This is the Dzogchen forum. The comment was directed to a specific view that could be a deviation in the practice of Dzogchen - not a suggestion that anyone cultivate desire or attachment to some imagined goal - to say nothing of belief which is useless in this context.The Buddha recommended relinquishing all cravings, desire, becoming, attachment, to what we call 'our experience'. This also means relinquishing the desire for enlightenment and the belief in any satisfaction in things. Are you up for that?
Dzogchen purports to be a vehicle of liberation in one skull. If someone considers themselves a practitioner, it would behoove them to at least take the teaching on its own terms. I stand by my statement the view that liberation in one life is "bullshit", or "I'm a jerk in samsara and will never amount to anything at all, poor despicable me" is an anathema in the practice of Dzogchen.
For the record, I'm not saying Javier really holds this view.
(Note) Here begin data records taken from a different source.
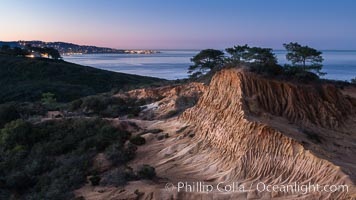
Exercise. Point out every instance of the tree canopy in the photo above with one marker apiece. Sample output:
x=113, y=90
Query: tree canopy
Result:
x=205, y=61
x=306, y=58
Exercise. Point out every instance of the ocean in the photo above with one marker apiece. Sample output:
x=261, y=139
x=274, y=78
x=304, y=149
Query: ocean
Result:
x=173, y=64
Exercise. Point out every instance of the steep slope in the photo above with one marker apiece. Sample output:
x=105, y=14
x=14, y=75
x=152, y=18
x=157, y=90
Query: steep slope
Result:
x=25, y=79
x=241, y=119
x=245, y=131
His comment was light-hearted and made in the context of a lot of discussion back and forth about emanations and different types of realization. I quoted it to make this point because I've noticed in myself for sure, and I at least suspect in others based on these types of comments, a tendency to bring these types of views to bear in the practice of Dzogchen.
It's not that helpful to cherry pick specific quotes and then erect a straw man as you're doing in this case, taking something very context specific and applying it to general Mahayana. The use of scare quotes notwithstanding, we must use language to communicate and I think my comment was, or should be pretty obvious to the audience for which it's intended.